I am such a believer in body and mind working together. And as a child I was always sick. I now understand that It has to do with me actually being gluten intolerant. It caused me a childhood filled with sickness., eczema and unable to sleep.
My parents didn’t know, Back then they did not understand or even know that all that gluten could actual make you sick. Today, obviously I am gluten free. The bad thing I still struggle with is actually sugar. So 2020 will be the year I take the next step in my health journey. Because one thing I know for certain is If I eat right and exercise I feel so much better, min skin is rash free and spot less and I feel a lot less bloated. Will help me keep a healthy body throughout menopause as well. My mind becomes more clear and I feel happier 😊. I love it.
I believe you can control your world with the help of your thoughts. Think and imagine all the qualities you would like to have, think and become your dream person.
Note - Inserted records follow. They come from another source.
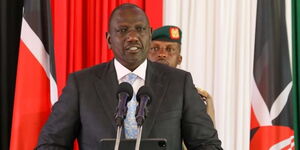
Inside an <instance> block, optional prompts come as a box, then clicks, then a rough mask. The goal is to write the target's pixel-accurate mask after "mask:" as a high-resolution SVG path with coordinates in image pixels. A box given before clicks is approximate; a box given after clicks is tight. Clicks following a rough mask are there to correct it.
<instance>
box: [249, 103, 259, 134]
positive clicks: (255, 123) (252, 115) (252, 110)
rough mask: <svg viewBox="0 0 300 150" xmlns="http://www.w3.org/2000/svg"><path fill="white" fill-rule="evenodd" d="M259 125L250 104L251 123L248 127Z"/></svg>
mask: <svg viewBox="0 0 300 150" xmlns="http://www.w3.org/2000/svg"><path fill="white" fill-rule="evenodd" d="M257 127H259V123H258V121H257V119H256V116H255V114H254V111H253V107H252V106H251V124H250V129H254V128H257Z"/></svg>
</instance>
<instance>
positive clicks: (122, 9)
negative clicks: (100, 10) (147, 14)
mask: <svg viewBox="0 0 300 150" xmlns="http://www.w3.org/2000/svg"><path fill="white" fill-rule="evenodd" d="M131 8H135V9H138V10H141V11H142V12H143V13H144V15H145V17H146V20H147V23H148V24H149V19H148V16H147V15H146V13H145V12H144V10H143V9H141V8H140V7H139V6H137V5H135V4H132V3H124V4H121V5H119V6H117V7H116V8H115V9H114V10H113V11H112V12H111V15H110V17H109V22H108V28H109V29H108V30H110V25H111V21H112V18H113V17H114V15H115V13H116V12H117V11H119V10H124V9H131Z"/></svg>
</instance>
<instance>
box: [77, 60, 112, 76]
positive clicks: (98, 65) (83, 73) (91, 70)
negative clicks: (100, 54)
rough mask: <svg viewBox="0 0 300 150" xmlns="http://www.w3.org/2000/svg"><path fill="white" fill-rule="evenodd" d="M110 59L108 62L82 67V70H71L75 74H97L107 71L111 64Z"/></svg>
mask: <svg viewBox="0 0 300 150" xmlns="http://www.w3.org/2000/svg"><path fill="white" fill-rule="evenodd" d="M111 63H112V62H111V61H110V62H105V63H101V64H98V65H95V66H91V67H88V68H84V69H82V70H79V71H76V72H73V73H72V75H76V76H90V75H97V74H101V73H103V72H105V71H108V70H109V69H110V68H109V67H110V66H111Z"/></svg>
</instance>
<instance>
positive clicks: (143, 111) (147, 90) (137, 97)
mask: <svg viewBox="0 0 300 150" xmlns="http://www.w3.org/2000/svg"><path fill="white" fill-rule="evenodd" d="M152 93H153V92H152V89H151V88H150V87H147V86H142V87H141V88H140V89H139V91H138V92H137V95H136V100H137V101H138V103H139V105H138V106H137V108H136V114H135V119H136V122H137V125H138V126H142V125H143V123H144V121H145V118H146V117H147V113H148V109H147V107H148V106H149V105H150V103H151V100H152V95H153V94H152Z"/></svg>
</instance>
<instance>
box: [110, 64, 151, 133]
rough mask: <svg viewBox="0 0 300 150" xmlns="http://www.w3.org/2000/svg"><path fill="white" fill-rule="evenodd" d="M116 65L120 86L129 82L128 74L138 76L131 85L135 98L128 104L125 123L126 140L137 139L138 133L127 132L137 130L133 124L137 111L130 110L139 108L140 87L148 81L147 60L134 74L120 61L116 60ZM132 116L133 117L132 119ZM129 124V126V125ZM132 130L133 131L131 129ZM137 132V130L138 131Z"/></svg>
mask: <svg viewBox="0 0 300 150" xmlns="http://www.w3.org/2000/svg"><path fill="white" fill-rule="evenodd" d="M114 64H115V70H116V73H117V78H118V82H119V84H120V83H122V82H129V83H130V81H127V80H124V79H125V78H126V77H127V75H128V74H132V73H133V74H135V75H137V78H136V79H135V80H134V81H133V83H130V84H131V85H132V88H133V97H132V99H131V100H130V101H129V102H128V104H127V106H128V112H127V115H126V116H127V117H126V119H125V121H124V128H125V133H126V134H125V136H126V138H135V137H136V135H137V134H136V133H137V132H136V133H134V132H135V131H133V132H131V131H130V132H127V131H129V130H128V129H129V128H136V129H137V125H136V122H135V123H133V121H132V119H134V118H135V117H134V116H135V114H134V112H135V110H132V111H130V108H133V107H135V108H136V106H137V101H136V98H135V96H136V94H137V92H138V90H139V88H140V87H142V86H143V85H145V79H146V68H147V60H145V61H144V62H143V63H142V64H141V65H140V66H139V67H138V68H136V69H135V70H134V71H133V72H131V71H130V70H128V69H127V68H126V67H124V66H123V65H122V64H120V62H119V61H117V60H116V59H114ZM130 116H131V117H130ZM128 119H130V120H131V121H128ZM127 124H128V125H127ZM129 124H131V127H129ZM130 130H131V129H130ZM136 131H137V130H136Z"/></svg>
Easier said then done, but becoming more aware of what you feed your temple and soul is a good start, and the benefit will definitely be worth it😊
2020 I want more for body and mind. As I am getting older, I need to care for it more by giving it the optimal nutrition, exercise, happiness, love and and care.
A new year, a new beginning, a new start. Been there before right? what will you do to make next year extra special? It´s a new decade and a magical one. It´s time for those changes you been thinking about for awhile, not just writing down goals in your journal but actually committing to the goals you set up!
Setting up goals is the easy part – following through is the hard part. And that part (following through) is how you success. So what is the secret? Well one thing that stood our from all those who actually succeed is their ability to believe in their self, regardless of what the external world opinion. If you lack in self esteem work on it.
And as easy as it is to fall in to the path of pleasing others make it a priority to set time for your self and work on yourself. And of course don´t forget your love ones in the process. Set up goals – small goals that will eventually lead to a bigger one, and make one of your goals to follow them trough! And take time to stop and look at how far you have come and celebrate the small steps as well.
Remember to always set health goals, your body is your tempel – worship it!
And – relax and give it time, if you believe in it, it will come to you one way or another!